The American Academy of Orthopaedic Surgeons has put together a book, traveling exhibit and award-winning documentary on DVD that captures the stories of physicians whose innovations created modern orthopedics.
"It was a very primitive specialty at the time," says Samuel Fraerman, M.D., who took part in the battles of Naples and Monte Cassino in Italy as part of the Army's 16th Evacuation Hospital, following not far behind front-line soldiers.

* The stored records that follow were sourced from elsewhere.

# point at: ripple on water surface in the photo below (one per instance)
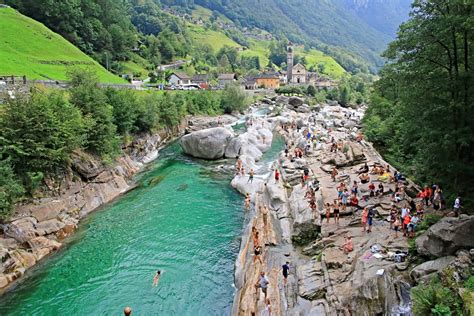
(186, 224)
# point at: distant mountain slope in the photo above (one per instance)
(360, 27)
(29, 48)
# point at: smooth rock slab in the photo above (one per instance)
(430, 267)
(208, 144)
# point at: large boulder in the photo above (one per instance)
(429, 267)
(233, 149)
(21, 229)
(295, 101)
(305, 226)
(85, 165)
(311, 285)
(208, 144)
(447, 236)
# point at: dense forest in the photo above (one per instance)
(422, 110)
(353, 32)
(111, 31)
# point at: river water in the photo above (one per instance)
(184, 219)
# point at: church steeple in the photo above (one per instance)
(289, 61)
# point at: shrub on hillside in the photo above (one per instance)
(10, 188)
(234, 99)
(39, 132)
(92, 101)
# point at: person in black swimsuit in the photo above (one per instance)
(257, 251)
(286, 271)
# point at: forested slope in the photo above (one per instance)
(29, 48)
(355, 32)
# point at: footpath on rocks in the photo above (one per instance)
(324, 154)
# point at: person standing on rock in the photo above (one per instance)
(156, 278)
(336, 211)
(268, 307)
(345, 199)
(238, 166)
(457, 206)
(251, 174)
(285, 270)
(257, 251)
(328, 212)
(396, 226)
(348, 246)
(370, 218)
(334, 174)
(262, 283)
(247, 201)
(364, 217)
(264, 216)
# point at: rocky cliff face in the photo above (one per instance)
(323, 279)
(39, 227)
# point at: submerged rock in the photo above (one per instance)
(447, 236)
(208, 143)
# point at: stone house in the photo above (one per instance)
(268, 80)
(225, 79)
(249, 83)
(203, 80)
(178, 78)
(299, 74)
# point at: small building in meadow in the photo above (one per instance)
(178, 78)
(268, 80)
(226, 79)
(299, 74)
(249, 83)
(203, 80)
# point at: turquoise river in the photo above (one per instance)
(184, 219)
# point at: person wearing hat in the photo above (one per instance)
(348, 246)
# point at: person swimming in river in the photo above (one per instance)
(156, 278)
(247, 201)
(251, 174)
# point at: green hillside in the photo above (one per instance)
(259, 48)
(29, 48)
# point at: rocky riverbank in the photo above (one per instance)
(372, 279)
(40, 227)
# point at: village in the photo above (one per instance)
(294, 75)
(176, 79)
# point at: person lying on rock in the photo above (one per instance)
(334, 174)
(396, 225)
(412, 226)
(247, 201)
(286, 270)
(328, 212)
(364, 178)
(336, 208)
(363, 169)
(262, 283)
(251, 174)
(257, 251)
(372, 189)
(354, 202)
(348, 245)
(364, 217)
(380, 189)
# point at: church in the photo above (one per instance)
(296, 74)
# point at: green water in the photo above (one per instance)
(184, 218)
(187, 223)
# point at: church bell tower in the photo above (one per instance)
(289, 62)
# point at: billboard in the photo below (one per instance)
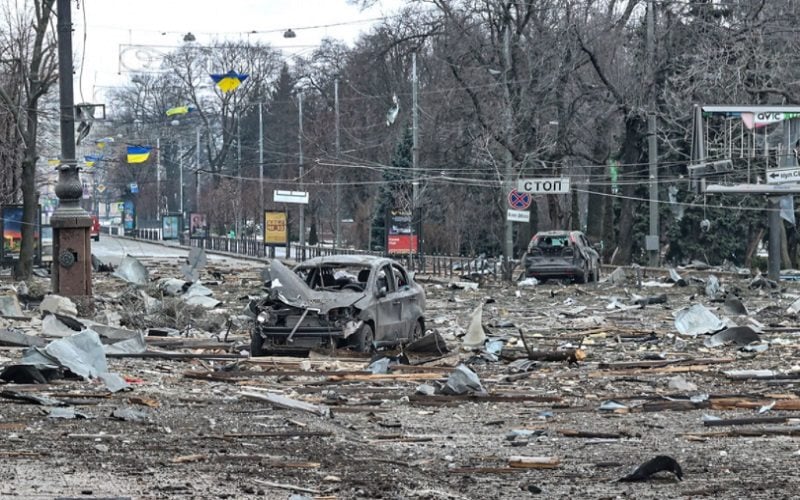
(198, 225)
(400, 237)
(129, 215)
(276, 228)
(12, 232)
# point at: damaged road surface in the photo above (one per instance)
(561, 391)
(360, 302)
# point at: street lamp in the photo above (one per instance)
(72, 266)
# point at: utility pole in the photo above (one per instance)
(260, 161)
(652, 243)
(238, 212)
(415, 208)
(158, 178)
(338, 189)
(302, 207)
(72, 266)
(180, 170)
(508, 181)
(196, 204)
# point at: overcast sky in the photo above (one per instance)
(110, 26)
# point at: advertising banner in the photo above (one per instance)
(198, 225)
(171, 227)
(276, 228)
(12, 233)
(400, 238)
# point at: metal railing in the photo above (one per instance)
(430, 264)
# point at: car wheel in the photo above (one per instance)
(584, 276)
(256, 344)
(362, 341)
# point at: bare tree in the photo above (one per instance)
(28, 48)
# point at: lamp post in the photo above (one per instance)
(72, 269)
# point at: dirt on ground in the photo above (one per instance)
(612, 384)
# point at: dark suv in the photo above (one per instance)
(563, 255)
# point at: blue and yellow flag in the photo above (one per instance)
(138, 154)
(229, 81)
(179, 110)
(90, 160)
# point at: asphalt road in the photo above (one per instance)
(111, 249)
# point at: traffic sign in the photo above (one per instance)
(546, 185)
(279, 196)
(518, 215)
(782, 175)
(519, 201)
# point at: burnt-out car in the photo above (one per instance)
(353, 301)
(562, 255)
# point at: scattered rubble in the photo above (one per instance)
(511, 390)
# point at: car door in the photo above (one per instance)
(389, 305)
(591, 254)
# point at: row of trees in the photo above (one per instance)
(545, 88)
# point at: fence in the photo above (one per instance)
(431, 264)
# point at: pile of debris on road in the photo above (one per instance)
(610, 383)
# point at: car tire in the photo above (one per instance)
(256, 344)
(584, 277)
(362, 340)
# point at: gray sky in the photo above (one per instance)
(103, 29)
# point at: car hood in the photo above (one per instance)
(293, 291)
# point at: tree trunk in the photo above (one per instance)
(30, 225)
(631, 153)
(786, 262)
(752, 246)
(594, 216)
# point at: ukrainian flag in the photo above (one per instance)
(179, 110)
(101, 143)
(138, 154)
(229, 81)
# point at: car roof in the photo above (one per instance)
(557, 233)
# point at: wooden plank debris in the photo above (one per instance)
(744, 432)
(746, 421)
(665, 362)
(592, 435)
(288, 403)
(283, 486)
(523, 462)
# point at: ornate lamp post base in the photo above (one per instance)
(72, 251)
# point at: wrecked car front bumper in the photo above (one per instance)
(554, 270)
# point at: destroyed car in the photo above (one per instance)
(353, 301)
(563, 255)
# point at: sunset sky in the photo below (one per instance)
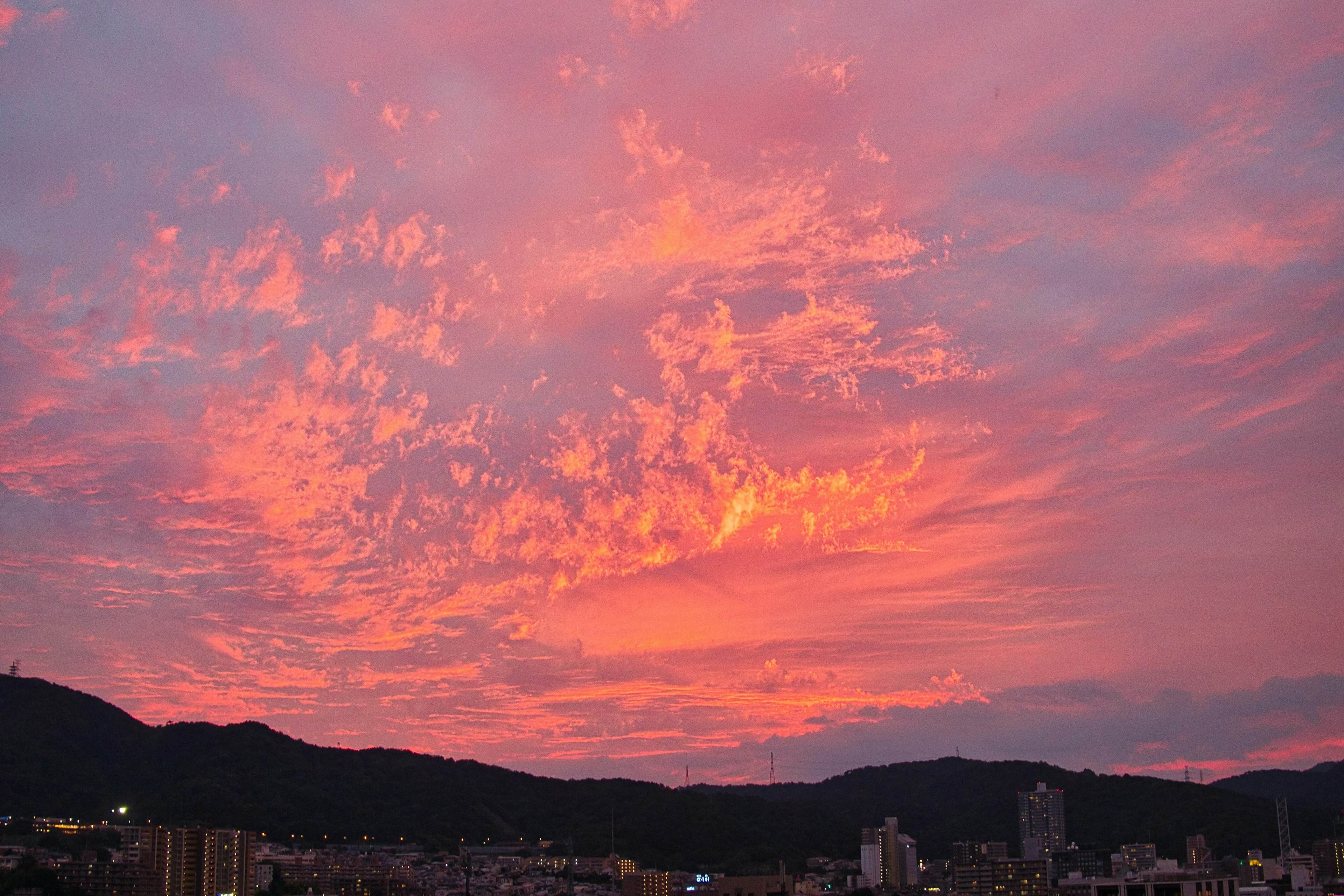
(608, 389)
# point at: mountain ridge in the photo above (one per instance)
(73, 754)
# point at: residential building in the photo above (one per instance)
(651, 883)
(1003, 878)
(1152, 884)
(1080, 863)
(870, 858)
(1198, 855)
(1041, 821)
(1139, 858)
(779, 884)
(1330, 859)
(1253, 870)
(888, 859)
(111, 879)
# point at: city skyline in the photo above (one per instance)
(613, 389)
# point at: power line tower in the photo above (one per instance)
(1285, 840)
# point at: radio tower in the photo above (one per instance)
(1285, 840)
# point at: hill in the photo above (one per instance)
(64, 753)
(1322, 785)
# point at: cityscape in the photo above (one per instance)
(147, 860)
(671, 448)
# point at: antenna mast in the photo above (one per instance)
(1285, 840)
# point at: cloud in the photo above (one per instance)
(695, 379)
(643, 14)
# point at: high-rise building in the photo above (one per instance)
(111, 879)
(1041, 821)
(1254, 868)
(1330, 859)
(870, 858)
(202, 862)
(1139, 858)
(906, 863)
(1198, 855)
(888, 859)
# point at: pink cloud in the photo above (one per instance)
(689, 371)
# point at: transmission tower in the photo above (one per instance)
(1285, 840)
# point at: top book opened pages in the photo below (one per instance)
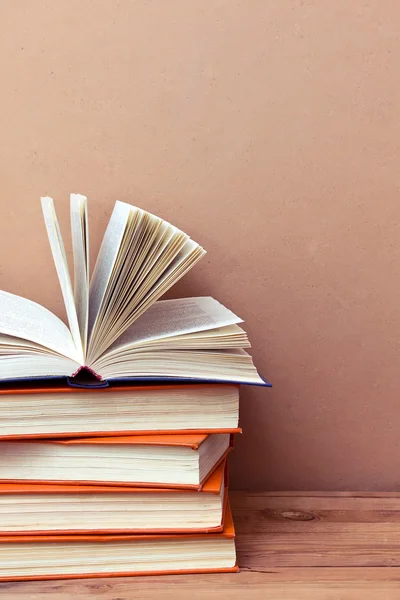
(117, 326)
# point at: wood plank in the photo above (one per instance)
(309, 546)
(257, 586)
(313, 503)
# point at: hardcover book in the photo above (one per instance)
(118, 327)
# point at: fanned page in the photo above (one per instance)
(61, 263)
(190, 337)
(80, 248)
(141, 257)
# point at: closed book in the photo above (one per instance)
(66, 411)
(152, 461)
(80, 556)
(64, 509)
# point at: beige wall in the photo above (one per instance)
(267, 130)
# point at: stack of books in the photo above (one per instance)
(115, 431)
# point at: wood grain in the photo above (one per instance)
(290, 547)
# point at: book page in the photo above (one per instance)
(25, 319)
(141, 257)
(80, 248)
(60, 261)
(106, 259)
(168, 318)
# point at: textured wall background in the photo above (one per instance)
(267, 130)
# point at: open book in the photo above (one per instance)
(117, 326)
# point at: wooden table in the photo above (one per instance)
(300, 546)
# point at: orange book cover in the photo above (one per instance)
(33, 389)
(212, 485)
(228, 532)
(189, 440)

Fraerman is one of nearly 120 wartime physicians--now in their 70s and 80s--whose stories appear in "Legacy of Heroes." He spoke to reporters on Veterans Day at a tour stop at the International Museum of Surgical Science in Chicago.
Wounded in Action is the documentary film accompanying the exhibit, which will be at the Society of Orthopaedic Military Surgeons, Honolulu, Dec. 15-20; and at The Discovery Center in Springfield, Mo., Jan. 12-Feb. 6. The exhibit itinerary can be found on the Web at www.legacyofheroes.aaos.org.
The DVD, recorded in part in the Normandy region of France and at Pearl Harbor, Hawaii, features some of the physicians talking about their harrowing experiences treating war casualties. On Nov. 7, the academy won an International Health & Medical Media Award--also known as a Freddie--for Wounded in Action.
"If you can keep a dry eye during that film, I'll cough up a hundred bucks to you," AAOS Medical Director William Tipton Jr., M.D., says half-jokingly.
During the war, American military physicians developed hand surgery, prosthetics and spine surgery. Other orthopedic achievements of World War II include joint replacement, bone fusion, fixation and widespread use of antibiotics.
"We learned to do the kind of surgery we needed to do," Fraerman says. This included removal of dead tissue, shrapnel and bullets, as well as leaving a wound open to prevent infection prior to setting a fracture. Penicillin was not available until the final months of the war, and plasma was in short supply.
Mostly, the surgeons learned on the job. Fraerman was 15 months into his 18-month internship and had never received orthopedic training when he was called into duty in early 1942.
The war also produced the concept of the "golden hour" after a traumatic injury, the window of maximum opportunity in which the life of a wounded patient could be saved, according to Dominick Paparella, D.O., the present-day chief of orthopedics at Great Lakes Naval Hospital in North Chicago, Ill.
"Since World War II and Korea, the goal has been to get surgeons as far forward as possible to get the wounded within that hour," Paparella says.